Probably the best place on the creek, the deepest anyway. Unlike the other falls on the Glade Creek, this one is not a wedding cake. It’s a cascade that’s cut an old fracture into a pretty little fan-shaped pool. The middle portion of the pool is completely unobstructed. It runs for approximately 30 feet. On the west side is a continuous, submerged ledge which is largely responsible for the depth. On the right is a nice sunning ledge three or four feet above the water.
The real star is the water quality. In this part of West Virginia it’s really difficult to find something with visibility more than a couple of feet. But this is discharge from a reservoir. Plus there is hardly any settlement above it except a golf course which may let some nutrients into the watershed. Regardless, this is the best water quality I could find on the southern rim of the New River Gorge.
The pool is located right along the jeep trail and certainly gets some use. Scarcely any litter when I was there. It faces north so it may be a little cooler on very hot days.
The best beach in this book. Any water that runs with the velocity of the New River is going to grind up some rock. And where to put all that sand? Right at the bottom of Keeeny Rapids. So deep are the deposits that scarcely a rock pokes above its pale, powdery surface. It seems that deposition is caused by the morphology of the riverbed. Below the rapids the river flares momentarily and the bottom gets deeper. So when all the ground-up product of that tumbling bedload gets to this spot, it slows and settles out of suspension, especially on the river right in the slackwater pool that comprises the swimming hole. Result: a big open beach with enough room to put up a circus tent.
It’s highly accessible. On the day I surveyed it I saw an old arthritic man bent over his walking stick and a twenty-something couple with their infant child. Same swimming caveat for this place as for Karma. The best part is above water. You can paddle around in the pool, but just a little too far out into the main channel and you’re going to get your name in the newspaper.
From the parking area cross the railroad tracks just north of the bridge over Keeney Creek. Look for an obvious trail and walk less than 500 feet to the New River. You may be able to take an HCV down to the rapids, but road improvement was stalled for environmental reasons. Better plan on taking a 4-wheel drive.
Less than four miles upstream from the bridge over the New River Gorge, Halls of Karma is a magnificent rock terrace—almost an auditorium. There are literally hundreds of square feet to take in the sun and picnic. In addition to the terrace, a finger of rock extends toward the center of the water and creates a polite eddy 35 to 45 feet long in what is otherwise a huge, muscular white water river.
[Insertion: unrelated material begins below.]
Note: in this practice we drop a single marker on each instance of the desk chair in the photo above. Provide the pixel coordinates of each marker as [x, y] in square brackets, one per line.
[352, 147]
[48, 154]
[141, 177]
There’s a set of stairs that step down into the water, but straight forward entry doesn’t necessarily mean simple exit. It might be easy to find yourself too far out of the eddy, get swept downstream and turned into fish food. The park service discourages swimming. If you’re not a bozo or yahoo, you can, in my opinion, cautiously enjoy this place at flow levels below 4,500 cfs which is when the accompanying picture was taken.
Best advice: Use Halls of Karma mainly for above-the-water recreation. Apart from potentially swift current, the New River can be yucky. It drains such a large area that funk abounds. So pack a picnic basket and bring some cocoa butter for your honey to rub on your while watching the paddlers go by. Better make sure the coconuts come from a tree with high SPF. The rock faces west and gets plenty of sun, even 1,000 feet down in the canyon.